L'urlo di terrore lo fece sobbalzare. I contorni sfumati di quanto stava sognando evaporarono, lasciandogli nell'animo solo una moribonda malinconia, subito sostituita dall'apprensione che ogni nascente notte di sangue portava con sé. Gli era parso di cogliere, nel sogno, brandelli di ricordi confusi, come se, lentamente, la memoria perduta tentasse di tornare a galla, ma la superficie tempestosa della sua coscienza glielo impedisse.

Indossò i calzari e la pelle di leone, afferrò la robusta clava e si precipitò fuori dalla traballante capanna che la gente di Oropo gli aveva messo a disposizione. Per tempi come quelli, era già un miracolo trovare qualcuno che lo ospitasse.

Certo, i suoi benefattori non erano disinteressati: le sue incredibili doti di guerriero lo avevano presto reso indispensabile per quel popolo composto principalmente da contadini e pescatori, che senza di lui sarebbero stati spazzati via dai demoni tempo addietro.

Le scene di panico cui assistette, alla luce traballante delle torce in mano alla gente che scappava, gli serrarono lo stomaco in una morsa di tensione; c'era qualcosa che non andava, qualcosa di diverso dagli altri attacchi.

Corse verso la cinta muraria.

Una mano bianca e scheletrica lo afferrò, le unghie lunghe e scheggiate gli graffiarono il braccio quasi senza che lui se ne accorgesse.

«Fermati, potente guerriero! Questa volta non è una squadra di demoni quella che dovrai affrontare. Servirebbe un dio per sconfiggere il mostro alle porte del villaggio. Scappa, finché sei in tempo.»

Il guerriero straniero afferrò il polso dell'anziano, allontanandolo «Hai di nuovo voglia di fare il menagramo, vecchio? Trovati un posto sicuro, non voglio che tu ti faccia male.» lo ammonì, serio, mentre si allontanava in direzione delle grida di terrore.

Il vecchio gli urlò un ultimo ammonimento «Vuoi morire? Pazzo! Allora almeno rammenta le mie parole: non guardare mai la creatura negli occhi!»

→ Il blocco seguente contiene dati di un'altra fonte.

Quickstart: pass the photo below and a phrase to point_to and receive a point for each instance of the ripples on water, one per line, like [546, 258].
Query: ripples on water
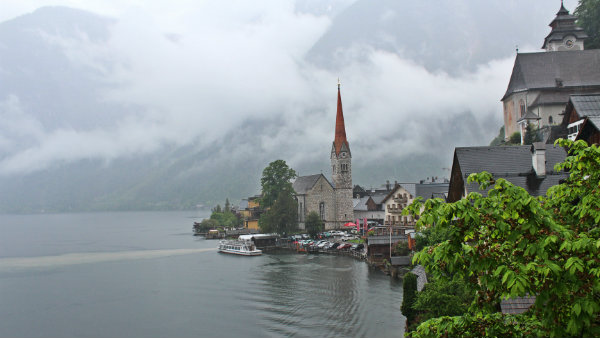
[177, 285]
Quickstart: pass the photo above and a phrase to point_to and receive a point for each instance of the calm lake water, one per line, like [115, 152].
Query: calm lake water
[145, 275]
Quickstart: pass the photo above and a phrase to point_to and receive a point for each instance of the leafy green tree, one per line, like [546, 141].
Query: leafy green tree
[588, 18]
[409, 295]
[276, 177]
[443, 297]
[510, 244]
[314, 224]
[282, 217]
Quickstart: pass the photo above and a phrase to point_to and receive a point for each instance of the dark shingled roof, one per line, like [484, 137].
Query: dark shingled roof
[586, 105]
[513, 163]
[432, 190]
[541, 70]
[302, 184]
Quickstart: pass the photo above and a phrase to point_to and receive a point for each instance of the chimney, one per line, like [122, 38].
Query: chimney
[538, 158]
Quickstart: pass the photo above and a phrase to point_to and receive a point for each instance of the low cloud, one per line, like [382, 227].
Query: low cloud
[219, 67]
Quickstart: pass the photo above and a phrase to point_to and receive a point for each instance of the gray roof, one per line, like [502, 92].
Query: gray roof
[512, 163]
[360, 204]
[379, 196]
[302, 184]
[529, 116]
[586, 105]
[551, 97]
[542, 70]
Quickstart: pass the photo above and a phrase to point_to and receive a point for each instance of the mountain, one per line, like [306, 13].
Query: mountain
[77, 137]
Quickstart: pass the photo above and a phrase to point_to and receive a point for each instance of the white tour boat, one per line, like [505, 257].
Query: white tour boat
[244, 248]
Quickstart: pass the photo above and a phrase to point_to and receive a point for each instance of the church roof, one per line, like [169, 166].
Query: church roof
[303, 184]
[529, 116]
[555, 70]
[563, 25]
[340, 129]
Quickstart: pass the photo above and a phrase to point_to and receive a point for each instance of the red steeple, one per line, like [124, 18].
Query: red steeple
[340, 129]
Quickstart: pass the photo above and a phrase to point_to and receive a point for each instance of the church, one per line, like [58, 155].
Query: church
[331, 200]
[541, 83]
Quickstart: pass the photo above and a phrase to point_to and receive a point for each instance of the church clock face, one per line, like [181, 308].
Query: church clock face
[569, 43]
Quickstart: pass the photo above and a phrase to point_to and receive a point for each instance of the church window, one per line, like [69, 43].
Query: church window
[522, 108]
[322, 210]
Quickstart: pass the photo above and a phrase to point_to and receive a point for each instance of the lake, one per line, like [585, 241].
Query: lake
[143, 274]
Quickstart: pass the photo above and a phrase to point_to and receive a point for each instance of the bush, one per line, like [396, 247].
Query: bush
[409, 297]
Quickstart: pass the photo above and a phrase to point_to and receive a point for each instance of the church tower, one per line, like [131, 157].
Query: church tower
[565, 34]
[341, 166]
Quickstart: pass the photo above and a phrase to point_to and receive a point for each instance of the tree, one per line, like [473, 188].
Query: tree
[409, 295]
[498, 140]
[227, 205]
[314, 224]
[282, 217]
[510, 244]
[588, 18]
[276, 178]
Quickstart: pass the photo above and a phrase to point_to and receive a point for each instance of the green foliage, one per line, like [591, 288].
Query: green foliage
[511, 244]
[588, 18]
[430, 236]
[498, 140]
[314, 224]
[409, 286]
[282, 217]
[401, 248]
[481, 325]
[205, 225]
[276, 178]
[443, 297]
[531, 134]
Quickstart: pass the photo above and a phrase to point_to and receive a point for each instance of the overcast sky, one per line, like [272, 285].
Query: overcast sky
[201, 69]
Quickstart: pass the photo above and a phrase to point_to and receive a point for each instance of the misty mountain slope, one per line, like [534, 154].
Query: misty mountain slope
[122, 113]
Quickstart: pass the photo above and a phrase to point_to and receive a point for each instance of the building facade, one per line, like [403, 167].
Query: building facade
[332, 201]
[541, 83]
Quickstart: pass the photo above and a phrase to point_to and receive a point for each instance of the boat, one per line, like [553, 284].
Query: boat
[243, 248]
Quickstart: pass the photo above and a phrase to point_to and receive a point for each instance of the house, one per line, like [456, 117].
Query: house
[250, 210]
[541, 83]
[582, 118]
[530, 167]
[315, 193]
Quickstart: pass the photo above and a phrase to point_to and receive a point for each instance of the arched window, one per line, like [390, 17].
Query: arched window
[521, 108]
[322, 210]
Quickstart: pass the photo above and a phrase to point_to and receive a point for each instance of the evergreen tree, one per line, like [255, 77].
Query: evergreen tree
[276, 178]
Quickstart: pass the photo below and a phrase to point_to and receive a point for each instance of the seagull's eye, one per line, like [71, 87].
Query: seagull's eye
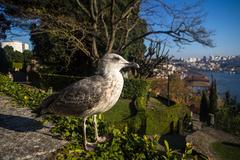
[116, 58]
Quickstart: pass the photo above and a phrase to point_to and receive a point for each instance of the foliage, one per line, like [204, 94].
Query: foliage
[17, 65]
[228, 119]
[4, 25]
[135, 88]
[204, 106]
[63, 30]
[25, 96]
[213, 97]
[5, 62]
[229, 151]
[122, 144]
[12, 59]
[160, 117]
[179, 92]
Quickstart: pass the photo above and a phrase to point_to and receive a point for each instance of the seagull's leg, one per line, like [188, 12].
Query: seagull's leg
[87, 145]
[98, 139]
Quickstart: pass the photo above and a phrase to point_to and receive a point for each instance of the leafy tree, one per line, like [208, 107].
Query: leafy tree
[94, 28]
[204, 105]
[213, 97]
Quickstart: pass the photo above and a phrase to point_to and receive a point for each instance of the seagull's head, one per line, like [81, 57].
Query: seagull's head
[113, 61]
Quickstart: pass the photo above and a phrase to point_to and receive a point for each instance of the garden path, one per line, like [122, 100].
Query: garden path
[23, 137]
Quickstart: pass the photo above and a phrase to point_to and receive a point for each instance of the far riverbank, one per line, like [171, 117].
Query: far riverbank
[226, 82]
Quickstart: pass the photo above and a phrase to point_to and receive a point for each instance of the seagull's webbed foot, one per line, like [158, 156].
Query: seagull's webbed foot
[90, 146]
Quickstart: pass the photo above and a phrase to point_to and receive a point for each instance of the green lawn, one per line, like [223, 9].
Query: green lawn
[226, 151]
[119, 112]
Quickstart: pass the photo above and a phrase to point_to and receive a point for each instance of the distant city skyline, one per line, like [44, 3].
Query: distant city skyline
[223, 17]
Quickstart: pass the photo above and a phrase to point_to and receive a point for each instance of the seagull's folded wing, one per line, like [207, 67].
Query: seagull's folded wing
[79, 97]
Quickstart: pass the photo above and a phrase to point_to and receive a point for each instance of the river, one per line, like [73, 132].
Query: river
[226, 82]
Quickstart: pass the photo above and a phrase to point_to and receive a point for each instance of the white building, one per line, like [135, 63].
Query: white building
[17, 45]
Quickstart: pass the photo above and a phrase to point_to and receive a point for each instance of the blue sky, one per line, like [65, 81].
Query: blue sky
[223, 17]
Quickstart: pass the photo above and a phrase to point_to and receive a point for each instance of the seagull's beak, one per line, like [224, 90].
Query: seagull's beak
[132, 64]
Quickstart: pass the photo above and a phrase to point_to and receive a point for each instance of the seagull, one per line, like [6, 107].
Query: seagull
[90, 96]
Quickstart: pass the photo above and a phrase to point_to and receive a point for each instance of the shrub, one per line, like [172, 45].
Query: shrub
[135, 88]
[122, 144]
[162, 119]
[25, 96]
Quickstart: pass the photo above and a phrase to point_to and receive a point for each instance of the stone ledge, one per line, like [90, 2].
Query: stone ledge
[22, 136]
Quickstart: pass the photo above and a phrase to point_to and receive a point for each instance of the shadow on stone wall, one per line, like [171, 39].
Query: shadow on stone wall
[19, 124]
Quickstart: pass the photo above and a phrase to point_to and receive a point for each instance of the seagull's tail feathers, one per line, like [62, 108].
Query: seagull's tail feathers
[44, 106]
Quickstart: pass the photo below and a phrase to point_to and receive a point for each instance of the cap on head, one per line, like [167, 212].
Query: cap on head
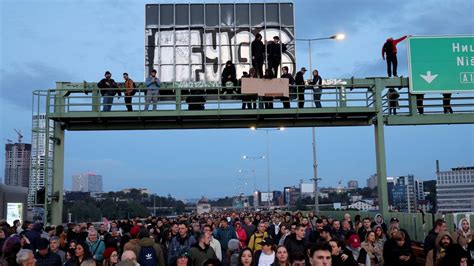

Senza rispondergli, il guerriero alzò il pugno, come per segnalargli che aveva compreso il suo avvertimento.

Il vecchio lo osservò scomparire nel tumulto, mentre uno strano sorriso si allargava sulle sue labbra «Finalmente scoprirò se ho ragione.»

Facendosi strada a forza tra la gente che correva in modo confuso, incerta su dove andare a nascondersi, giunse di fronte alle porte, difese da un consistente numero di soldati impegnati a tenere chiuso l'accesso, come se, dall'altra parte, una forza straordinaria cercasse di aprirsi la via per penetrare nella cittadina.

Proprio in quel momento, la truppa a difesa dell'accesso cedette. Le porte si abbatterono, schiantandosi sugli uomini, che non ebbero il tempo di fuggire. Molti morirono, schiacciati dal legno che avrebbe invece dovuto proteggerli.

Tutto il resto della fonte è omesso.